The hunters’ territory included much of southern Britain. Good flint for the thousands of tools was obtained 70 km to the east in Wiltshire. A piece of amber found at the site came from the shore of the North Sea. Stable-isotope analysis of human bone indicates that they had eaten mainly red deer and wild cattle. The mammoth and reindeer remains found in the cave are carved artifacts which seem to indicate long-distance exchange. Flint tools, and carved reindeer and mammoth ivory found in the cave seem related to Magdalenian finds in painted caves in France.
Overall, the archaeological data shows that the people who used Gough’s Cave during the Mesolithic were sophisticated hunter gatherers. They were able to survive in challenging environments, and they must have had detailed knowledge of many plants and animals. They also show an appreciation of what modern people call art: they made fine carvings in bone, antler and ivory, and they painted and engraved caves with astonishing art.
Among the artifacts found in Gough’s Cave were two handled objects made from antler termed batons de commandement by some archaeologists. They are relatively straight with a single perforation at the broad end. From my North American perspective, they look like the Clovis spear shaft straighteners. However, some people have interpreted them as symbols of authority or perhaps ritual clubs.
Another puzzling artifact is a bone tool that looks at first like a borer, but it has carefully cut notches along its length. Some people have suggested that it was used as a tally stick, while others see it as a lunar calendar.
Sewing needles are also found in the cave which provides us with evidence of tailored clothing as the actual clothing has long disintegrated.
The puzzling part of the cave, however, lies in the scattering of the human remains. The majority of human bones found come from the head and about a quarter of these show signs of discrete incisions which can be attributed to human activity. This human activity involved removing the heads and jaws shortly after death. Then they cut the skin and flesh away from the skulls. Evidence for cannibalism also comes from the human chew marks on some of the bones. People had chewed human toes and on at least one rib. This appears to indicate cannibalism, yet the people were not starving as the animal remains show that there was plenty to eat.
Some archaeologists feel that the analysis of the human remains suggests nutritional cannibalism. However, the skulls seem to tell a slightly different story. Human skulls are relatively fragile and in nutritional cannibalism they are usually broken to get at the brains. At Gough’s Cave, however, the human skulls are covered in cut marks which suggest to some archaeologists that they were ritually used. Post-mortem processing of the head included careful removal of soft tissues followed by controlled percussion. The head was first detached from the body shortly after death. Then the mandible was removed. Then the major skull muscles were removed, as were the tongue, lips, ears and nose. The eyes were extracted. The scalp was removed.

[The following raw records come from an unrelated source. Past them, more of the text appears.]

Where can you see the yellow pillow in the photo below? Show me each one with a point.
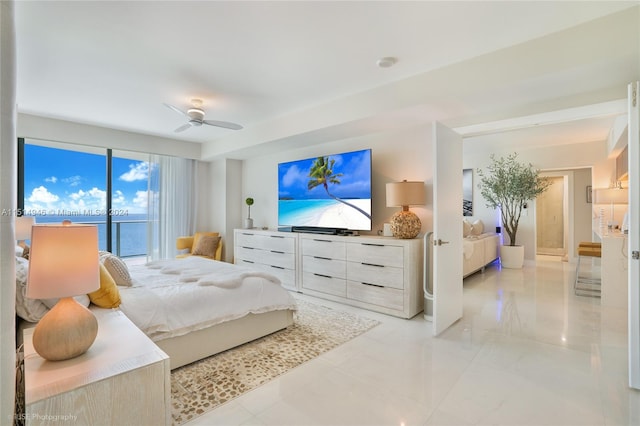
(107, 296)
(196, 238)
(207, 246)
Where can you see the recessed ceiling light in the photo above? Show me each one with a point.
(386, 62)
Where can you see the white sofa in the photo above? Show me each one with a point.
(479, 248)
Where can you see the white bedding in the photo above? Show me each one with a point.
(174, 297)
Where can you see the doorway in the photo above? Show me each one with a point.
(564, 214)
(550, 219)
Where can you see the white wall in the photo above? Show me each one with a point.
(556, 157)
(395, 156)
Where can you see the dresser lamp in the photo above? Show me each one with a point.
(64, 263)
(405, 224)
(612, 196)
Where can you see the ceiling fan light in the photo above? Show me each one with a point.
(196, 113)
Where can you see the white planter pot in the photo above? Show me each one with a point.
(512, 257)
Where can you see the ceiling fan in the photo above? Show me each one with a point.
(195, 114)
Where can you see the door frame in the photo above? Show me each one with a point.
(569, 211)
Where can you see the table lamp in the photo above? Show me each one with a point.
(405, 224)
(64, 263)
(612, 196)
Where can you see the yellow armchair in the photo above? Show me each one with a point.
(209, 247)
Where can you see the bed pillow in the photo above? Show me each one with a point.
(107, 296)
(31, 310)
(83, 299)
(477, 227)
(198, 235)
(118, 270)
(206, 246)
(102, 255)
(466, 228)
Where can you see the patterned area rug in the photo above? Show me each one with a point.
(202, 386)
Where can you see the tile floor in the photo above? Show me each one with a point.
(527, 352)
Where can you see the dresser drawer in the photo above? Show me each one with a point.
(323, 248)
(381, 296)
(280, 243)
(268, 257)
(323, 266)
(377, 254)
(387, 276)
(324, 284)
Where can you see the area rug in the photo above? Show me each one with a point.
(202, 386)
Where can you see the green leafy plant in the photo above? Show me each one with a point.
(508, 185)
(249, 202)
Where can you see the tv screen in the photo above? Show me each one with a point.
(331, 191)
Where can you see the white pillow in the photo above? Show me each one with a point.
(31, 310)
(477, 227)
(466, 228)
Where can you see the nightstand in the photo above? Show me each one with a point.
(123, 379)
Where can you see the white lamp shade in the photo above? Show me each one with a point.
(612, 196)
(63, 261)
(23, 227)
(405, 194)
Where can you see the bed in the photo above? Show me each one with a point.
(191, 308)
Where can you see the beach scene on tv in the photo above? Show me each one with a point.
(332, 191)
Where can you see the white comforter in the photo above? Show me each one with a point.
(174, 297)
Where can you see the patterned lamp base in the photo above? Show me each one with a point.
(405, 224)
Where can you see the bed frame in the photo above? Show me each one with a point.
(199, 344)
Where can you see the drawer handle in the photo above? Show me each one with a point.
(323, 276)
(372, 264)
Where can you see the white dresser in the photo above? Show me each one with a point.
(270, 251)
(123, 379)
(376, 273)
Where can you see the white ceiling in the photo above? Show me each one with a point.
(299, 72)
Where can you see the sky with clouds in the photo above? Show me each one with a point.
(61, 180)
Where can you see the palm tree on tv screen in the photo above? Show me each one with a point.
(321, 173)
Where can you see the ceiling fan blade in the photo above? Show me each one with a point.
(176, 109)
(225, 124)
(182, 128)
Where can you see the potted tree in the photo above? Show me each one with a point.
(509, 185)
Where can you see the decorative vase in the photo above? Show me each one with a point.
(512, 257)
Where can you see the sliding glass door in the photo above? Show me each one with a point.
(88, 185)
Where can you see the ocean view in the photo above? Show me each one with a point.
(132, 230)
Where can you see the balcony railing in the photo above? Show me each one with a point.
(129, 237)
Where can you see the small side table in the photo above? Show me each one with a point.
(123, 379)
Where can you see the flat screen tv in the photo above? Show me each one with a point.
(331, 192)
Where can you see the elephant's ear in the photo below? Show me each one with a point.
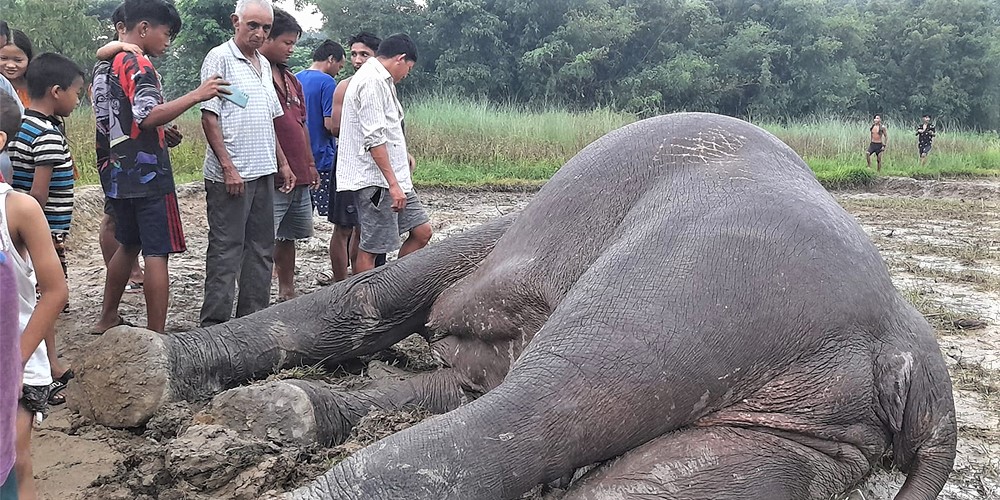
(892, 385)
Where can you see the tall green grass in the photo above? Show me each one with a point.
(467, 143)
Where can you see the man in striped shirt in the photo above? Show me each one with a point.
(39, 153)
(372, 159)
(241, 161)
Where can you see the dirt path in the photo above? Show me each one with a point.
(940, 239)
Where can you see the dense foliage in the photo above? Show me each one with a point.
(767, 59)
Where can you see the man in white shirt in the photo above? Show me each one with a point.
(372, 157)
(241, 160)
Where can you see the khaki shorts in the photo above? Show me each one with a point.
(380, 226)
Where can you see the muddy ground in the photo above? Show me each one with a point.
(940, 239)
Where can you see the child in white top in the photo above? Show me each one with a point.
(27, 246)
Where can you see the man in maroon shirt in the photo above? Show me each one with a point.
(292, 210)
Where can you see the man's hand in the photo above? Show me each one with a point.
(234, 183)
(313, 177)
(131, 47)
(173, 135)
(214, 86)
(287, 178)
(398, 198)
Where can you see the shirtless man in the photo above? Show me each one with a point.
(879, 141)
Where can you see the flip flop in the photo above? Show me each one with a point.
(56, 397)
(121, 322)
(325, 278)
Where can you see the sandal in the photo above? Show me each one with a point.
(325, 278)
(121, 322)
(56, 397)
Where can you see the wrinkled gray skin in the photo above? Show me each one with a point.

The vaults (domed part) of the skull were meticulously retouched to make the broken edges more regular. This manipulation suggests that the skulls were reshaped to form skull-cups. Three skull-cups have been identified among the remains at Gough’s Cave.
While these modifications to the skull are unusual in England, they are similar to Magdalenian patterns, dating to 15-20,000 years ago, found in France and Germany. As a part of the Magdalenian tradition, skulls were made into skull-cups. It is assumed that these skull-cups were then used in rituals.
Overall, the archaeology at Gough’s Cave shows the importance of DNA for understanding the past. While the findings have shed new understanding on the Mesolithic and changed some views on the transition from hunting and gathering to farming in Europe, the findings have also raised some intriguing questions. Cannibalism is one of those subjects that is often uncomfortable to discuss. What was the nature of Mesolithic English cannibalism: was it nutritional, ritual, or perhaps both?